Untuk memvalidasi model, para peneliti melakukan percobaan di levitator akustik, sebuah

perangkat yang menggunakan gelombang suara untuk menyebabkan tetesan larutan garam

mengapung di udara. Tim mengukur bagaimana tetesan yang tersuspensi ini menguap, kemudian

memasukkan data ke dalam model mereka. Hasil lengkapnya baru-baru ini diterbitkan dalam

jurnal Physics of Fluids.

Chaudhuri dengan cepat menunjukkan bahwa dia dan rekan-rekannya bukanlah ahli virologi atau

ahli epidemiologi. Lebih lanjut, prediksi model mereka didasarkan pada "asumsi ideal" yang

perlu divalidasi lebih lanjut melalui eksperimen.

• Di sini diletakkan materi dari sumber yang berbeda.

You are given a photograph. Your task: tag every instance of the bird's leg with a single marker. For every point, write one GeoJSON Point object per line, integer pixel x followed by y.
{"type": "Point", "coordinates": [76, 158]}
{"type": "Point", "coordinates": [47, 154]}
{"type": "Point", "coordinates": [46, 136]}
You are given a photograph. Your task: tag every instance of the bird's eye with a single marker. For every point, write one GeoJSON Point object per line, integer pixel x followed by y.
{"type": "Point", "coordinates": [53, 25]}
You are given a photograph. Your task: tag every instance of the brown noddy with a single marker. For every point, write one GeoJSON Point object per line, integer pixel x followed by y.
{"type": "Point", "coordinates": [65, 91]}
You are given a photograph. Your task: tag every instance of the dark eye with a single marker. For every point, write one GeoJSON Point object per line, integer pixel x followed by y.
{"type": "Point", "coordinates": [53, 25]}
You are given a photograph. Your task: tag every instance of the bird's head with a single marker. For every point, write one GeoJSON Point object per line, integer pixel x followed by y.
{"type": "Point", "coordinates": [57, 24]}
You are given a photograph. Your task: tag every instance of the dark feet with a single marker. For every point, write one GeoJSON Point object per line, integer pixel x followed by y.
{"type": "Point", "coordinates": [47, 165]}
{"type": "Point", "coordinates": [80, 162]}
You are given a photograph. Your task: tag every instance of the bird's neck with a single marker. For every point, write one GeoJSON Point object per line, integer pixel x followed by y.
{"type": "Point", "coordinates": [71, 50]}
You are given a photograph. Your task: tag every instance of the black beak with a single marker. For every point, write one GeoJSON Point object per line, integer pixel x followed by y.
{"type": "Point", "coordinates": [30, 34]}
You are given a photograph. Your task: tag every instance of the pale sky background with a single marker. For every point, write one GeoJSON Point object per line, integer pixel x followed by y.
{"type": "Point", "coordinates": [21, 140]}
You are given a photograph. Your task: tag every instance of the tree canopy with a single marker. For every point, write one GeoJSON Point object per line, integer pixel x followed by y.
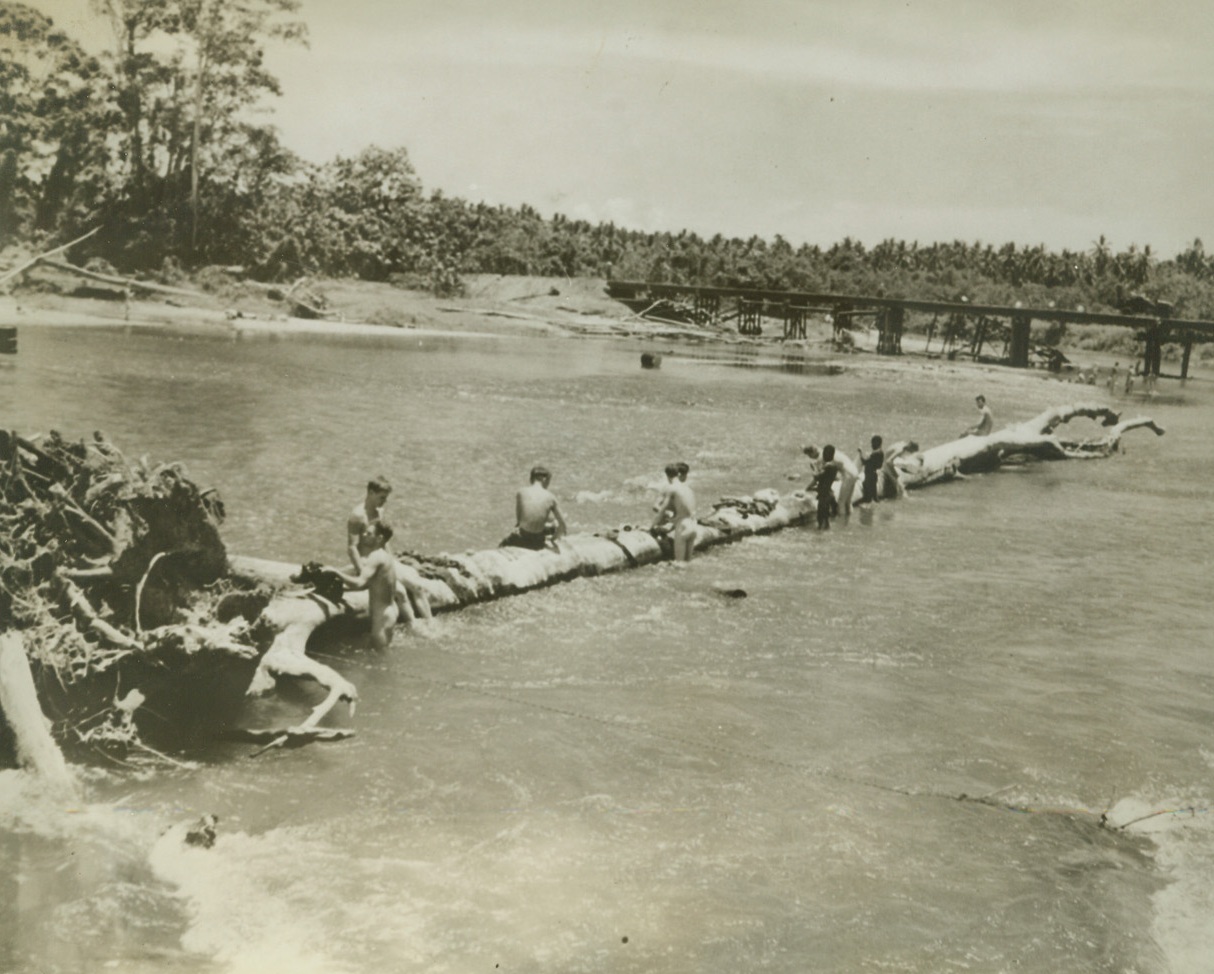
{"type": "Point", "coordinates": [162, 142]}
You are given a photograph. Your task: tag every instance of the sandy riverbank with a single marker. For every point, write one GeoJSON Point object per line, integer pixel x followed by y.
{"type": "Point", "coordinates": [492, 306]}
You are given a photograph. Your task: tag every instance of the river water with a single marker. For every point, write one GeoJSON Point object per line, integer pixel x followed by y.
{"type": "Point", "coordinates": [633, 773]}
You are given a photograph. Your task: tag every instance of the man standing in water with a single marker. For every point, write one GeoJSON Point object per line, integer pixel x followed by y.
{"type": "Point", "coordinates": [873, 463]}
{"type": "Point", "coordinates": [376, 573]}
{"type": "Point", "coordinates": [361, 543]}
{"type": "Point", "coordinates": [358, 526]}
{"type": "Point", "coordinates": [822, 483]}
{"type": "Point", "coordinates": [986, 422]}
{"type": "Point", "coordinates": [537, 514]}
{"type": "Point", "coordinates": [659, 505]}
{"type": "Point", "coordinates": [680, 505]}
{"type": "Point", "coordinates": [845, 470]}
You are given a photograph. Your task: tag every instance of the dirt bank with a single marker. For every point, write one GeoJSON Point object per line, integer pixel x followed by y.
{"type": "Point", "coordinates": [492, 305]}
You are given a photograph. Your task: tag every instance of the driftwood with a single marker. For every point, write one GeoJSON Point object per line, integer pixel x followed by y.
{"type": "Point", "coordinates": [1032, 439]}
{"type": "Point", "coordinates": [18, 704]}
{"type": "Point", "coordinates": [451, 582]}
{"type": "Point", "coordinates": [105, 562]}
{"type": "Point", "coordinates": [126, 283]}
{"type": "Point", "coordinates": [18, 271]}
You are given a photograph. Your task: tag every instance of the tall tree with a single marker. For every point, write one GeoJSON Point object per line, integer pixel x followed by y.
{"type": "Point", "coordinates": [187, 72]}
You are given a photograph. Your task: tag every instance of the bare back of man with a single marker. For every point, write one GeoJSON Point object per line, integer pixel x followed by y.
{"type": "Point", "coordinates": [681, 507]}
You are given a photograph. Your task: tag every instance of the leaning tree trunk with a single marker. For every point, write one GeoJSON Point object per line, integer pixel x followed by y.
{"type": "Point", "coordinates": [1034, 437]}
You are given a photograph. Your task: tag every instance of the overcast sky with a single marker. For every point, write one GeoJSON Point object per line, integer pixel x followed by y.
{"type": "Point", "coordinates": [1030, 120]}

Namun demikian, model tersebut

memungkinkan tim untuk membuat sejumlah kesimpulan penting.

Salah satunya adalah bahwa tetesan pernapasan bertahan lebih lama - dan karena itu dapat

bergerak lebih jauh - dalam kondisi sejuk dan lembab daripada dalam kondisi panas dan kering.

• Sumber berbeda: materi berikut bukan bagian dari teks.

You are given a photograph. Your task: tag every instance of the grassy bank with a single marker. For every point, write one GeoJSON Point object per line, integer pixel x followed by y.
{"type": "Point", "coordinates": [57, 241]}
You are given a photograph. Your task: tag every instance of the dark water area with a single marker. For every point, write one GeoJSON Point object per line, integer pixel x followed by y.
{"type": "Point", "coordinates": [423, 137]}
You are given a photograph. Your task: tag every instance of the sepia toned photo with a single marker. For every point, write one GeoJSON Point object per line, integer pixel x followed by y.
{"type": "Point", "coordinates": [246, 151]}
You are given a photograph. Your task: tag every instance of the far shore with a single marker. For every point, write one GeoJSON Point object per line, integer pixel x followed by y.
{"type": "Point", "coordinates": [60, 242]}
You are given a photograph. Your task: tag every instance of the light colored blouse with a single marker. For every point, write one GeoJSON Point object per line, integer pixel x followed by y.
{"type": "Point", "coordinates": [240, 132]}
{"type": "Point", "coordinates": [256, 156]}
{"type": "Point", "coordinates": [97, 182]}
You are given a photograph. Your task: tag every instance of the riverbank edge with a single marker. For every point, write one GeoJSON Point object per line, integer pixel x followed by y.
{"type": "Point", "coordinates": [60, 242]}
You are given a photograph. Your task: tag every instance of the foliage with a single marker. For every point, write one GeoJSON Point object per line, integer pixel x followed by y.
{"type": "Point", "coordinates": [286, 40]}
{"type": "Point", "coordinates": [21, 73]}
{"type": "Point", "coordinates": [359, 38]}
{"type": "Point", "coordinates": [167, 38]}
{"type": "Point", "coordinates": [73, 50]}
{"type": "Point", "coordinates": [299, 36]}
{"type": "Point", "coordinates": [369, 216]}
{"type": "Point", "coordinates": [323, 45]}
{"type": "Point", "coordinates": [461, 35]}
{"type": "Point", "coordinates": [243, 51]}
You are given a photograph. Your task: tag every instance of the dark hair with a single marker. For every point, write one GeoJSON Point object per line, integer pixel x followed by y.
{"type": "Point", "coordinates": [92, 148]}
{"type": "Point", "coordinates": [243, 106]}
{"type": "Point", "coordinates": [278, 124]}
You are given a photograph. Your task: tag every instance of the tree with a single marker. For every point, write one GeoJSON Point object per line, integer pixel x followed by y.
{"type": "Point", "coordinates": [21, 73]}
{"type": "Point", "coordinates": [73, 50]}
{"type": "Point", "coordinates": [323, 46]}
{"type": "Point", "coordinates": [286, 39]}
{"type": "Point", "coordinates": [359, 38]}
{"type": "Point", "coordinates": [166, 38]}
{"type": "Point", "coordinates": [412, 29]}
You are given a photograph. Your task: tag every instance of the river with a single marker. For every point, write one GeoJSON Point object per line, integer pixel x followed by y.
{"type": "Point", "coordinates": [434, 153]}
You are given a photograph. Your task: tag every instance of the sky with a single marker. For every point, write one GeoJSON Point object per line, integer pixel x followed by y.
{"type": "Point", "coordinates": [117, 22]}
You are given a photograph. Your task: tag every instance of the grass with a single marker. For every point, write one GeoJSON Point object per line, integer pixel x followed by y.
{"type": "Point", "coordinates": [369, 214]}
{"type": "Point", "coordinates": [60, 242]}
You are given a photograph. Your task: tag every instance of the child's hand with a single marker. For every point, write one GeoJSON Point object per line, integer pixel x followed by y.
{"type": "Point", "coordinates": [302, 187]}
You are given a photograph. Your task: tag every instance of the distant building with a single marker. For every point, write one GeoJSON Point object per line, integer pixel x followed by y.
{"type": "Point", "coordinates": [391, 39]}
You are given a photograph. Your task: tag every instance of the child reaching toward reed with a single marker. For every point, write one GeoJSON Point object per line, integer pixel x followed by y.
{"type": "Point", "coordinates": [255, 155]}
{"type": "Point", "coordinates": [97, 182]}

Faktanya, bahkan dalam beberapa kondisi moderat, model tersebut memprediksi bahwa mereka

dapat melakukan perjalanan di udara sejauh 12 kaki sebelum menguap.

“Jika kelembapan relatif lebih besar dari sekitar 85 persen, sebagian besar tetesan pernapasan

bahkan tidak menguap, dan tetesan kecil dapat menempuh jarak yang sangat jauh,” kata
Chaudhuri. “Bahkan dalam kondisi di mana mereka menguap, inti tetesan semipadat sisa dapat

bergerak lebih jauh dan tetap tersuspensi di udara selama berjam-jam dalam konsentrasi encer.

Tetapi pertanyaan tentang penularan virus SARS-CoV-2 yang terperangkap di dalam inti ini

masih harus diselesaikan. "

Kesimpulan lain adalah bahwa di dalam awan tetesan, itu adalah tetesan berukuran sedang yang
menyebar paling jauh sebelum penguapannya. Hal ini karena dalam kebanyakan kondisi, tetesan
yang lebih kecil menguap lebih cepat, sementara yang lebih besar lebih berat dan mengendap
sebelum terdorong jarak jauh melalui bersin atau batuk. “Tetesan terlama yang bertahan
memiliki diameter awal antara 18-48 mikron untuk kelembaban relatif sekitar kurang dari 80
persen,” kata Chaudhuri. “Untungnya, ini adalah ukuran yang dapat disaring oleh masker, yang
menunjukkan bahwa penggunaan masker secara luas dapat membantu mengurangi penularan.”
Memprediksi penyebaran pasti COVID-19, kata Chaudhuri, bukanlah tujuan dari model
pendahuluan ini. Sebaliknya, tujuannya adalah untuk menguji kemungkinan pendekatan
pemodelan prinsip pertama berdasarkan fisika fundamental. Ini berbeda dengan kebanyakan
model pandemi, di mana tingkat yang sangat penting yang menggambarkan bagaimana virus
menyebar diperoleh dengan menyesuaikan data yang tersedia dari wabah baru-baru ini setelah
memperhitungkan karakteristik tertentu dari populasi lokal. Meskipun ini merupakan pendekatan
praktis, salah satu konsekuensinya adalah bahwa model tersebut hanya mencerminkan kondisi
spesifik dari wabah sebelumnya. Jika kondisi berubah, konstanta laju tersebut mungkin tidak
valid untuk wabah saat ini dan masa depan.